In her landmark study, Eichmann in Jerusalem, Hannah Arendt notes that many Germans in the 1930s and 40s were not actively anti-semitic. They simply went on with their lives, turning a blind eye to what was happening around them. Others aided the Nazi machine, not by force of arms, but by simply shuffling papers or ‘doing their jobs’. Of those who refused to be complicit in the Nazi machine, she writes, ‘they asked themselves to what an extent they would still be able to live in peace with themselves after having committed certain deeds; and they decided that it would be better to do nothing, not because the world would then be charged for the better, but because only on this condition could they go on living with themselves’.[vii]
Notice here that she speaks not of doing, but of not doing, not going along with ‘business as usual’. Each of us must ask ourselves where we are ‘going along’ as a cog in a wheel of cold evil, what faces we are not seeing, and what we might choose to do without. We may not change the world, but as Arendt notes, ‘in the world of appearances, where I am never alone and always too busy to be able to think, [t]he manifestation of the wind of thought is not knowledge; it is the ability to tell right from wrong, beautiful from ugly. And this, at the rare moments when the stakes are on the table, may indeed prevent catastrophes.’[viii]
We may not need an AGI that is smarter than we are for AI to precipitate a catastrophe or doom humanity.
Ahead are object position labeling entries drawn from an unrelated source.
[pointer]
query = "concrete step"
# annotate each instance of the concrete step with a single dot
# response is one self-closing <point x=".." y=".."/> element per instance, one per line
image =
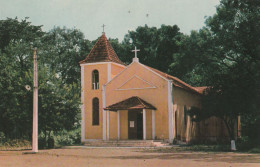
<point x="126" y="143"/>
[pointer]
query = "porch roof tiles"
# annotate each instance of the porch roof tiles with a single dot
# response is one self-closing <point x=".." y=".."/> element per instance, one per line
<point x="130" y="103"/>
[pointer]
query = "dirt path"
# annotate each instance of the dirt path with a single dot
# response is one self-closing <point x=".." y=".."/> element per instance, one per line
<point x="125" y="157"/>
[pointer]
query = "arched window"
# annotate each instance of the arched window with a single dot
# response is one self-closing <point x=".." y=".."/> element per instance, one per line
<point x="95" y="79"/>
<point x="185" y="115"/>
<point x="95" y="111"/>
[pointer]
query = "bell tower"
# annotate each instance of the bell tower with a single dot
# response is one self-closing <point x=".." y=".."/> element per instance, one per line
<point x="96" y="72"/>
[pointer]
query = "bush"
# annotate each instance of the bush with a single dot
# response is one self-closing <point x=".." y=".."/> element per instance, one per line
<point x="67" y="137"/>
<point x="16" y="144"/>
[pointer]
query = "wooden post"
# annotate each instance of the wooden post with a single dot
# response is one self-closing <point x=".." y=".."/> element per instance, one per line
<point x="118" y="124"/>
<point x="153" y="124"/>
<point x="144" y="124"/>
<point x="35" y="103"/>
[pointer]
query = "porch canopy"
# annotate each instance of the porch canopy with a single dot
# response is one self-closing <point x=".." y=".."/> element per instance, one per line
<point x="133" y="102"/>
<point x="130" y="104"/>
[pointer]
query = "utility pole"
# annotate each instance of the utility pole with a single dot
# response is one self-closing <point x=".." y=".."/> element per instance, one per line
<point x="35" y="103"/>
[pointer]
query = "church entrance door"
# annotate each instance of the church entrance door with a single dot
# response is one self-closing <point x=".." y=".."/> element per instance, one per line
<point x="135" y="124"/>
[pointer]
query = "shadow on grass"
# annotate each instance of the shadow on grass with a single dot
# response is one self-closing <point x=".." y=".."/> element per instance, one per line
<point x="206" y="157"/>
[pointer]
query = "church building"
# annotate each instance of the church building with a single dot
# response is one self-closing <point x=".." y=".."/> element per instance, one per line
<point x="135" y="101"/>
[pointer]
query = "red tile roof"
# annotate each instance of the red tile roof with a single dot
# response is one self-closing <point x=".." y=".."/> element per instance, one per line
<point x="130" y="103"/>
<point x="201" y="89"/>
<point x="176" y="81"/>
<point x="102" y="52"/>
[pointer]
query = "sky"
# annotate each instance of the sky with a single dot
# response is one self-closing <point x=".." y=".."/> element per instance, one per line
<point x="119" y="16"/>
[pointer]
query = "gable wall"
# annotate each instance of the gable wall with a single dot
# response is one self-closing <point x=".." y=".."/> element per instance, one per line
<point x="155" y="96"/>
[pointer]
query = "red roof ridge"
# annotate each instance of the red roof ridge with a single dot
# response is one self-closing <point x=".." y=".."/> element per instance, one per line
<point x="140" y="100"/>
<point x="102" y="51"/>
<point x="176" y="81"/>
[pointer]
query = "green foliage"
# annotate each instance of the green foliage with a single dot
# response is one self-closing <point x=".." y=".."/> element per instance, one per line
<point x="232" y="70"/>
<point x="58" y="78"/>
<point x="68" y="137"/>
<point x="157" y="46"/>
<point x="15" y="144"/>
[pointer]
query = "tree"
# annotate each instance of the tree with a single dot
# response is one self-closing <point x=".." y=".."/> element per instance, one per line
<point x="233" y="75"/>
<point x="157" y="46"/>
<point x="59" y="87"/>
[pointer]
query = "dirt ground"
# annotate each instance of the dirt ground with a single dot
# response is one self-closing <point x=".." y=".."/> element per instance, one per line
<point x="84" y="157"/>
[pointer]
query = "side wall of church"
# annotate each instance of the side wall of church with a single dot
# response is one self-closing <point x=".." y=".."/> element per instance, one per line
<point x="212" y="129"/>
<point x="136" y="80"/>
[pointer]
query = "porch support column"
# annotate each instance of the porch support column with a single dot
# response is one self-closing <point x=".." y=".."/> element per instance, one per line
<point x="108" y="125"/>
<point x="153" y="124"/>
<point x="170" y="111"/>
<point x="104" y="122"/>
<point x="118" y="125"/>
<point x="144" y="124"/>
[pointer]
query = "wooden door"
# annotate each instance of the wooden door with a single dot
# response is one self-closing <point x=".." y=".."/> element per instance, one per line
<point x="132" y="124"/>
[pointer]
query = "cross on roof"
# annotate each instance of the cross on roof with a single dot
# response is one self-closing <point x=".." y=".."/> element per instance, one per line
<point x="135" y="50"/>
<point x="103" y="27"/>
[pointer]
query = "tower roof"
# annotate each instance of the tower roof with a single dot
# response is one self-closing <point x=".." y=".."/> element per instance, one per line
<point x="102" y="52"/>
All we may need is to continue to thoughtlessly follow our current path, using AI to solve trivial problems, not because we need it, but because it is there.

Noreen Herzfeld is Director of the Benedictine Spirituality and the Environment Program at St. John's School of Theology and Seminary, Collegeville MN, USA.
† This article is an excerpt of Noreen Herzfeld, ‘Call Me Bigfoot: The Ecological Footprint of AI and Related Technologies’ in Ted Peters (Ed.) The Promise and Peril of AI and IA: New Technology Meets Religion, Theology, and Ethics (ATF Press, 2025), pp131-140. The excerpt reprinted here is from pp131-134,138-140 of the original. Used by permission.
[i] Valerie Hudson, ‘Perspective: Why putting the brakes on AI is the right thing to do’. Deseret News, April 16, 2023.
[ii] Benedetta Brevini, Is AI Good for the Planet? (Polity Press, 2022), pp42–43.
[iii] Michael Humor, ‘How much data from the public Internet is used for training LLMs?’ Medium, 25 September 2023.
[iv] Brevini, Op.cit., pp66–67.
[v] E. Lévinas, Totality and Infinity (Duquesne University Press, 1969), p199.
[vi] Andrew Kimbrell, ‘Cold Evil: Technology and Modern Ethics’, revised transcript of the E. F. Schumacher Lecture, Oct 20, 2000.
[vii] Hannah Arendt, ‘Personal Responsibility under Dictatorship’ The Listener, BBC, August 6, 1964, p205.
[viii] Hannah Arendt, The Life of the Mind. Mary McCarthy (Ed.), (Harcourt Brace Jovanovich, 1978), p193.